Em abril passado, o governo de Gujarat distribuiu circulares esclarecendo que o budismo é uma religião separada do hinduísmo e que qualquer conversão do hinduísmo para o budismo exigiria a aprovação do magistrado distrital, de acordo com as disposições da Lei de Liberdade Religiosa de Gujarat de 2003.

Nessas circunstâncias, os ativistas dizem que a preservação do passado budista de Sana se torna mais crítica como foco da preservação da cultura e da história budista em geral.

Das, o sacerdote hindu no templo Momai Mata, acredita que a preservação de Sana deve ser para o benefício dos hindus.
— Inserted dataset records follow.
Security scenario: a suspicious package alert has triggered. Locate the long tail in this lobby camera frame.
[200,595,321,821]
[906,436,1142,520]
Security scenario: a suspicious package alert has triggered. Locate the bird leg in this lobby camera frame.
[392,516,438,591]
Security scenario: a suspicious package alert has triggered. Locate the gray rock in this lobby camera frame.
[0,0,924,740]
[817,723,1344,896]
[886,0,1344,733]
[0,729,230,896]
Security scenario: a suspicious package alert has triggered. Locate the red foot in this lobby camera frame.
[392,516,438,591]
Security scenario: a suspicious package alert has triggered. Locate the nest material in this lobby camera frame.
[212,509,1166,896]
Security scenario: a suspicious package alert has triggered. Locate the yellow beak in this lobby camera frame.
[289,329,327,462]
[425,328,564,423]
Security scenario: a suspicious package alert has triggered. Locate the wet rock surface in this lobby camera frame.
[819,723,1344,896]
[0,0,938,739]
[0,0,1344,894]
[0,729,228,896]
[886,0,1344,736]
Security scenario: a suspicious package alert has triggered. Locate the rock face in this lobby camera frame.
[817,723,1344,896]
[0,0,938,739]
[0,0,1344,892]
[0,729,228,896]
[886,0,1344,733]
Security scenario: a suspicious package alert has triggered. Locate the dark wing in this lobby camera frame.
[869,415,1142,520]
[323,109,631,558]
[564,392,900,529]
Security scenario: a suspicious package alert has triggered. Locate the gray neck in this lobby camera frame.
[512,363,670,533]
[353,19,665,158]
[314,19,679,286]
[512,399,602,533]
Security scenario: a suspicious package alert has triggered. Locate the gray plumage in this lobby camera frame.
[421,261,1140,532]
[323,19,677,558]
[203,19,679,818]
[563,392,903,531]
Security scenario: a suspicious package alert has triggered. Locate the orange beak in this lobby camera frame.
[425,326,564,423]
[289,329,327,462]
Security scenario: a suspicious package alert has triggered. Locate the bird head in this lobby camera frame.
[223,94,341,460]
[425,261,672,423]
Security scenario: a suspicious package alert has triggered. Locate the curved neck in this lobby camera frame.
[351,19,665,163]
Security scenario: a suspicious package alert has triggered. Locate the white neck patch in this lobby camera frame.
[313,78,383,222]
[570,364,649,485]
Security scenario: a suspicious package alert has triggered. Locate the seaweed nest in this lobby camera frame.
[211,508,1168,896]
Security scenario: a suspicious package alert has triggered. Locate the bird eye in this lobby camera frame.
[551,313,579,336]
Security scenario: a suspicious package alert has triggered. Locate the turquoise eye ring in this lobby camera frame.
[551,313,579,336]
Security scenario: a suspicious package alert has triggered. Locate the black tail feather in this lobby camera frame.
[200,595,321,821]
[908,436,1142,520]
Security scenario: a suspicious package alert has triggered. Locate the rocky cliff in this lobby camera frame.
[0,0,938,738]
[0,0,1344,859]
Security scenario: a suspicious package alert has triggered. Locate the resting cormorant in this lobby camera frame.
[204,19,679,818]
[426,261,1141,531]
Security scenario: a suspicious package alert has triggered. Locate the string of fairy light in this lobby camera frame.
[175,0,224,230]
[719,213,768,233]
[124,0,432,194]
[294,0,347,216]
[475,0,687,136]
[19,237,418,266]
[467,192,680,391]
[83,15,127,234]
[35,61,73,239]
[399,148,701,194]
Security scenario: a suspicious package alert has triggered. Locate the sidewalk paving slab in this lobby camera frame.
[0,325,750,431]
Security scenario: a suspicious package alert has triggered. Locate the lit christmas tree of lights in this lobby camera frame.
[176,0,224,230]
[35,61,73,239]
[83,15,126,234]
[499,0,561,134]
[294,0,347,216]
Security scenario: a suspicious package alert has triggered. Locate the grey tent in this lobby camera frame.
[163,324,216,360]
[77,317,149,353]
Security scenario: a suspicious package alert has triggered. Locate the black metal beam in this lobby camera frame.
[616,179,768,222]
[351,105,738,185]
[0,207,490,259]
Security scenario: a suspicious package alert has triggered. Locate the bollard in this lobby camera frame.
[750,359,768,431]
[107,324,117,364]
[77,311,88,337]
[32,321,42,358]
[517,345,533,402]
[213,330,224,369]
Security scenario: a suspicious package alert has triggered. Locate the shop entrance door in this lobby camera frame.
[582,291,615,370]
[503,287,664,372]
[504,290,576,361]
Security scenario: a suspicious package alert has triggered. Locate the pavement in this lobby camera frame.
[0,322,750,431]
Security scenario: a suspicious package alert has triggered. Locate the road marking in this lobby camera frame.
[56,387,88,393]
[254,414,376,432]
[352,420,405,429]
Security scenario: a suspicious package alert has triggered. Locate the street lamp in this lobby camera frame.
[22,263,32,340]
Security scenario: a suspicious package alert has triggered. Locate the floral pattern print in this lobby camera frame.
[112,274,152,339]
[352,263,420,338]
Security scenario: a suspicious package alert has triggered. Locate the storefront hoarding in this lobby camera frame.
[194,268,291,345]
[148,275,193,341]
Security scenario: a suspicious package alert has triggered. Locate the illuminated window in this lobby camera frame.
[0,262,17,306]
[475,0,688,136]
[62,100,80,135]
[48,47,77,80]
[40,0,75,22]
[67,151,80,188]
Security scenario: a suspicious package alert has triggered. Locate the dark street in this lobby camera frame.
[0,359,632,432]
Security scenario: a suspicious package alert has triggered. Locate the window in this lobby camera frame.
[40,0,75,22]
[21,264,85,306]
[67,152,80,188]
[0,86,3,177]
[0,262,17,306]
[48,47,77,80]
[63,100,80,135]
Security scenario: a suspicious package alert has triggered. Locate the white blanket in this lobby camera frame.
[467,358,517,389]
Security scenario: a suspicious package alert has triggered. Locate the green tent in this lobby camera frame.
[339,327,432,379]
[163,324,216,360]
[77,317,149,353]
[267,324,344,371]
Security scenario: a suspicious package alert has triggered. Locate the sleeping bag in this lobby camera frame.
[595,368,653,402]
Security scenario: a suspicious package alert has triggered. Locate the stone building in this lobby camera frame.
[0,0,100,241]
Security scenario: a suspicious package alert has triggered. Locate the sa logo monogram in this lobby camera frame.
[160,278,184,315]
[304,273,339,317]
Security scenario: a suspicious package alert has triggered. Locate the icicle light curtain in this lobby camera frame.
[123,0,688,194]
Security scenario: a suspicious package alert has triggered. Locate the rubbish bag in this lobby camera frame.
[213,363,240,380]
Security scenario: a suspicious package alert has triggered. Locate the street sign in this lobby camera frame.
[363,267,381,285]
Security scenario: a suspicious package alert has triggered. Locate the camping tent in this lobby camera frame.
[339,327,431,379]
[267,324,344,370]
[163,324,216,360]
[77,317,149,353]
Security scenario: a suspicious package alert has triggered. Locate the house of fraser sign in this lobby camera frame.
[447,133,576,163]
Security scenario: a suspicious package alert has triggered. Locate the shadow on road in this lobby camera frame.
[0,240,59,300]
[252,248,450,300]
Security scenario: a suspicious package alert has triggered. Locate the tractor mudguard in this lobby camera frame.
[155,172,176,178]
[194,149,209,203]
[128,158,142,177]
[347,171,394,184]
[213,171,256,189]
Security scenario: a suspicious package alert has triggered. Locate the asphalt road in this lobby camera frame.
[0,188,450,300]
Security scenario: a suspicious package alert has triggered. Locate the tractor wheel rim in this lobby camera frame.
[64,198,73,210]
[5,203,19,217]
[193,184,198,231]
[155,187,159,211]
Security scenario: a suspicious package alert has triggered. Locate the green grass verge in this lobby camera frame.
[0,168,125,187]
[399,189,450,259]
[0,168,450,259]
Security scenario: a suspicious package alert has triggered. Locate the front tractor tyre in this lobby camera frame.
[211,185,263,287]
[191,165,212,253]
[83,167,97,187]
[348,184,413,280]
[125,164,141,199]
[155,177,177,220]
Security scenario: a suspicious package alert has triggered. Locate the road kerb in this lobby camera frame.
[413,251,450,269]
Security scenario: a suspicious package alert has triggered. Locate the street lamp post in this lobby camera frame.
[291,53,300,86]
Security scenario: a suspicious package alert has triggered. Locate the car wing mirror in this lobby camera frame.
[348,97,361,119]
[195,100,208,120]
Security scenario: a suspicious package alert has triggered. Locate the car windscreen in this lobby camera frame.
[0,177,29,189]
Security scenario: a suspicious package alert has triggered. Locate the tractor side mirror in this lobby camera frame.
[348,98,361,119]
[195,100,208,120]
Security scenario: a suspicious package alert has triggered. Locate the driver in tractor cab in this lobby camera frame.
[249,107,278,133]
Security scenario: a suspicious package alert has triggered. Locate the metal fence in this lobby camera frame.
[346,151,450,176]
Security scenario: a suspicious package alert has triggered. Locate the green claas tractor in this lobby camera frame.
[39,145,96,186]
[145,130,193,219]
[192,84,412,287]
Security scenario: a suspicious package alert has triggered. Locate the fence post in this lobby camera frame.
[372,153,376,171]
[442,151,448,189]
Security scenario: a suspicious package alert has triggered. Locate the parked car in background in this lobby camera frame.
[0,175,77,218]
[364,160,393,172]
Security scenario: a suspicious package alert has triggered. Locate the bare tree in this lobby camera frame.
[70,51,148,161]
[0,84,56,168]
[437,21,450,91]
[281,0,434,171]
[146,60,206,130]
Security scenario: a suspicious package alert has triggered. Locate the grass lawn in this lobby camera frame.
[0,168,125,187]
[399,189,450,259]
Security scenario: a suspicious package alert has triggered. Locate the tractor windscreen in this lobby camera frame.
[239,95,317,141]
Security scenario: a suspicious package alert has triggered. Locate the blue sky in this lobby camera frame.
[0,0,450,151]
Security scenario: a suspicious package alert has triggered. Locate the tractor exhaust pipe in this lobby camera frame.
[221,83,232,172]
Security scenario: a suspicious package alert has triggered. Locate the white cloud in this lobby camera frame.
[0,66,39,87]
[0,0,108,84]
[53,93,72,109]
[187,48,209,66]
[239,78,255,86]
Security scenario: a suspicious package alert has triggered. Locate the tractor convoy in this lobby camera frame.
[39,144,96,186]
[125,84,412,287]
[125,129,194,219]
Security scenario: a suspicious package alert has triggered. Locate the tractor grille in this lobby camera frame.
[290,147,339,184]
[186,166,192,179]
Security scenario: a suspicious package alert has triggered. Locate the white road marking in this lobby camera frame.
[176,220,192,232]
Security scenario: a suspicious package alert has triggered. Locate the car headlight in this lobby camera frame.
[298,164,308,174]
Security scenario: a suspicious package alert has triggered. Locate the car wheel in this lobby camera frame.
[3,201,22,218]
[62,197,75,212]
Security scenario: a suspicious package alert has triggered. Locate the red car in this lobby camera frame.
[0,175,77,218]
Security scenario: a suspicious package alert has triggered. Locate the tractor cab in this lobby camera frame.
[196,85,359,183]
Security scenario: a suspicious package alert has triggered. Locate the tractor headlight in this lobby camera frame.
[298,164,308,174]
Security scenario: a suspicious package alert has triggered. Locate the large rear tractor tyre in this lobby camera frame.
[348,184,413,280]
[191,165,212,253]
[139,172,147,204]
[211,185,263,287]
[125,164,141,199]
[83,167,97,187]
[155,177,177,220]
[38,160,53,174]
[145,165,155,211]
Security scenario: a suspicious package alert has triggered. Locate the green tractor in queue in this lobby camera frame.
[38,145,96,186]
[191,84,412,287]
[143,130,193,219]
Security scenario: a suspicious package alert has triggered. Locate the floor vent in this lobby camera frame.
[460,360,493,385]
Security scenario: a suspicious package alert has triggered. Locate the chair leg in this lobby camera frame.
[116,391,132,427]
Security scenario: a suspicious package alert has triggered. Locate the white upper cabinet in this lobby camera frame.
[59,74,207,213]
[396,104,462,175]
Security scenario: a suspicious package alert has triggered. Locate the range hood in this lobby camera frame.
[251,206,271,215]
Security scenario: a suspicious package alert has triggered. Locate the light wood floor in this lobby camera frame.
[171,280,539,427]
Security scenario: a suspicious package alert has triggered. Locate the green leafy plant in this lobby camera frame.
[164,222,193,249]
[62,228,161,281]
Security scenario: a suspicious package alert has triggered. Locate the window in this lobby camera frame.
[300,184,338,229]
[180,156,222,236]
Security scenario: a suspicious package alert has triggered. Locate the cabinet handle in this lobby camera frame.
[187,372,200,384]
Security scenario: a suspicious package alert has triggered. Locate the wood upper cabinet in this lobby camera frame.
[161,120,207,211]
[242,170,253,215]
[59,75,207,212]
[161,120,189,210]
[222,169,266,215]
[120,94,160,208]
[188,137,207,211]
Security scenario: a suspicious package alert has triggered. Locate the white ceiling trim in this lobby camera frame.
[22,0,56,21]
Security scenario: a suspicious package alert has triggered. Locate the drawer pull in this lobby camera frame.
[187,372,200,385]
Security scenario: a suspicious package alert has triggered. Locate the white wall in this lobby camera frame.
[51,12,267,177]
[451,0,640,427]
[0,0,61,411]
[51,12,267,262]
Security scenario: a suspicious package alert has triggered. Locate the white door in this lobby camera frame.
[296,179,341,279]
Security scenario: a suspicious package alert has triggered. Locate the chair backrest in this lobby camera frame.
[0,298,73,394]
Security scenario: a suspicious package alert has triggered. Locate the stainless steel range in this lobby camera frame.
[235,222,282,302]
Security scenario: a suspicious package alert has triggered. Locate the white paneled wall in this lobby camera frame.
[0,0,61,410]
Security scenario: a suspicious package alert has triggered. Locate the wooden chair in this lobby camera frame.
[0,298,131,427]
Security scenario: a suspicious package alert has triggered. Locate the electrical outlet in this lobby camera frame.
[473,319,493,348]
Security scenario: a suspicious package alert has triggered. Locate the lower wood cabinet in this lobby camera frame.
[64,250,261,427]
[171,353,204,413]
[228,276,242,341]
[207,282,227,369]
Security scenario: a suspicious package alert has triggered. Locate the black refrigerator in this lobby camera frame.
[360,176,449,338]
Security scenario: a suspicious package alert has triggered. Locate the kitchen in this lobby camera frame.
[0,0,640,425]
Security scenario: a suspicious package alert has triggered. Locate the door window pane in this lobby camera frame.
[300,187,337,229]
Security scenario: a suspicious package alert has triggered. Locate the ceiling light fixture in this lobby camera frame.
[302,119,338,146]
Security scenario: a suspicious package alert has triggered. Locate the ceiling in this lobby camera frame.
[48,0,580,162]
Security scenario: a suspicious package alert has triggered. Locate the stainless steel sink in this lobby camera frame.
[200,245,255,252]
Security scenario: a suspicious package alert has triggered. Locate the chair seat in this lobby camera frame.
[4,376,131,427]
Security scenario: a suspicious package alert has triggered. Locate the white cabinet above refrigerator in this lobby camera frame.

O governo e o departamento de arqueologia, ele disse, estão fazendo o melhor para “modernizar seu tesouro”.



“Todos sabem que os hindus precisam priorizar sua herança”, ele disse. “O que queremos é mais templos, guardas de segurança, limpeza e instalações modernas para transformar Sana em um destino turístico de classe mundial.”

Consultas ao Ministério de Assuntos Minoritários da Índia, bem como ao departamento de turismo de Gujarat, não obtiveram resposta.

Dinesh Makwana, uma autoridade local, disse que é hora de a comunidade budista internacional intervir para reaproximar as pessoas da ideia de que a Índia é a terra do Buda.

“A região da península de Gujarat foi varrida pelo budismo e as pessoas estão esquecendo disso”, disse Makwana. “A autenticidade da herança deve ser preservada, independentemente da religião ou casta.”